The compute / I/O split is structural: every compute_* function takes pre-loaded models and pre-built val_data, returns a frozen dataclass, and never touches the filesystem. io.save_* consumes those dataclasses and writes; io.load_* reads. The dispatch table is the single seam between the two — adding an artifact means one new row in ARTIFACTS, one new compute fn, and one new save fn.

Adding an artifact

  1. Add compute_X(...) -> XResult (frozen dataclass) to compute.py.
  2. Add save_X(out, result) to io.py.
  3. Add an Artifact("X", "x.npz", frozenset({...}), _run_X) row to _dispatch.ARTIFACTS and a _run_X glue fn that wires load → compute → save.
  4. Add a toggle field on AnalysisConfig (default off, or default-on for the model types in applies_to via default_toggles_for).

expected_outputs(spec) and Analyzer.run() derive from ARTIFACTS automatically — no parallel declaration to update.

Reuse with training/eval

io.load_val_data goes through CANBusSourcestate.get_or_build — the same path GraphDataModule.setup takes during training. val_fraction, scaler strategy, and cache digest live on the source dataclass; the analyzer picks up changes there automatically with no parallel declaration.

io.load_teacher and the student ckpt load in Analyzer.run both go through safe_load_checkpoint — the canonical "ckpt → module" registry. io.load_fusion_eval wraps the same FusionDataModule training/eval uses.

Manifest sidecar

Analyzer.run() writes analysis_manifest.json next to the artifacts: the rendered analysis identity, expected outputs (derived from expected_outputs(spec)), and which actually exist on disk after the run.

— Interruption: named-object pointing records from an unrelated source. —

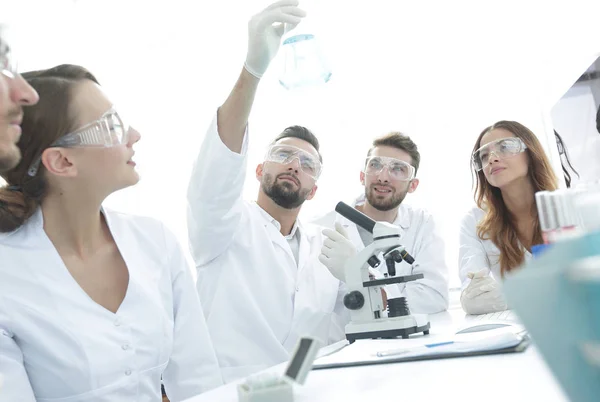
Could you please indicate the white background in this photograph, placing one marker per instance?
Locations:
(439, 71)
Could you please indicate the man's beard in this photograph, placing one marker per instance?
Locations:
(282, 193)
(9, 158)
(385, 204)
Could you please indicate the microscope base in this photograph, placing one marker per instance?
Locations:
(388, 328)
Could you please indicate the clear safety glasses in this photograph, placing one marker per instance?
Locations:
(397, 169)
(108, 131)
(502, 148)
(284, 154)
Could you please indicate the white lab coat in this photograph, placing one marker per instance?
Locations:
(256, 299)
(474, 253)
(58, 345)
(419, 235)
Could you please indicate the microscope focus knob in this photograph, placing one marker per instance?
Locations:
(374, 261)
(354, 300)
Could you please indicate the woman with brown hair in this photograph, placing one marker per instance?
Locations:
(510, 166)
(94, 305)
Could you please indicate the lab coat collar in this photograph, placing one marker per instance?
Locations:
(402, 218)
(276, 223)
(35, 226)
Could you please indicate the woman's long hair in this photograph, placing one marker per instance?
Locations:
(498, 224)
(43, 123)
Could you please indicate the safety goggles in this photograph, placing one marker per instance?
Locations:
(284, 154)
(108, 131)
(502, 148)
(397, 169)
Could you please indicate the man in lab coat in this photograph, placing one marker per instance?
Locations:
(15, 93)
(259, 278)
(389, 174)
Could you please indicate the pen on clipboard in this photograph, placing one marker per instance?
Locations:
(395, 352)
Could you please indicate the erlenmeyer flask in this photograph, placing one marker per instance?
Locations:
(303, 61)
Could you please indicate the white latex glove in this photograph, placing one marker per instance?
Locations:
(336, 250)
(483, 295)
(265, 30)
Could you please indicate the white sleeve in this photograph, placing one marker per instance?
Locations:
(215, 203)
(16, 386)
(193, 366)
(472, 256)
(430, 294)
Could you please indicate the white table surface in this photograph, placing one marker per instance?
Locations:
(508, 377)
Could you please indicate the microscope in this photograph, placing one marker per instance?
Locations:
(364, 299)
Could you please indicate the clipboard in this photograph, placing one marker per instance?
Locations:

Useful as provenance when an analyze run was submitted via SLURM and the output dir is the only artifact left.

graphids.core.artifacts

artifacts

Per-checkpoint artifact generation.

ARTIFACTS module-attribute

ARTIFACTS: tuple[Artifact, ...] = (Artifact('embeddings', 'embeddings.npz', frozenset({'vgae', 'dgi', 'gat'}), _run_embeddings), Artifact('attention', 'attention_weights.npz', frozenset({'gat'}), _run_attention), Artifact('cka', 'cka.json', frozenset({'gat'}), _run_cka), Artifact('landscape', 'loss_landscape_{model_type}.parquet', frozenset({'vgae', 'dgi', 'gat'}), _run_landscape), Artifact('fusion_policy', 'dqn_policy.json', frozenset({'fusion'}), _run_fusion_policy))

MANIFEST_NAME module-attribute

MANIFEST_NAME = 'analysis_manifest.json'

Analyzer

Analyzer(spec: AnalysisConfig)

Generate analysis artifacts from a trained checkpoint.

Source code in graphids/core/artifacts/analyzer.py
def __init__(self, spec: AnalysisConfig):
    self.spec = spec
    if not Path(spec.ckpt_path).exists():
        raise FileNotFoundError(f"Checkpoint not found: {spec.ckpt_path}")
    if spec.cka and not Path(spec.cka_teacher_ckpt).exists():
        raise FileNotFoundError(f"Teacher checkpoint not found: {spec.cka_teacher_ckpt}")

expected_outputs

expected_outputs(spec: AnalysisConfig) -> tuple[str, ...]
Source code in graphids/core/artifacts/analyzer.py
def expected_outputs(spec: AnalysisConfig) -> tuple[str, ...]:
    out: list[str] = []
    for a in ARTIFACTS:
        if getattr(spec, a.name):
            out.append(a.output.format(model_type=spec.model_type))
    return tuple(out)

analyzer

Per-checkpoint artifact generation.

Analyzer

Analyzer(spec: AnalysisConfig)

Generate analysis artifacts from a trained checkpoint.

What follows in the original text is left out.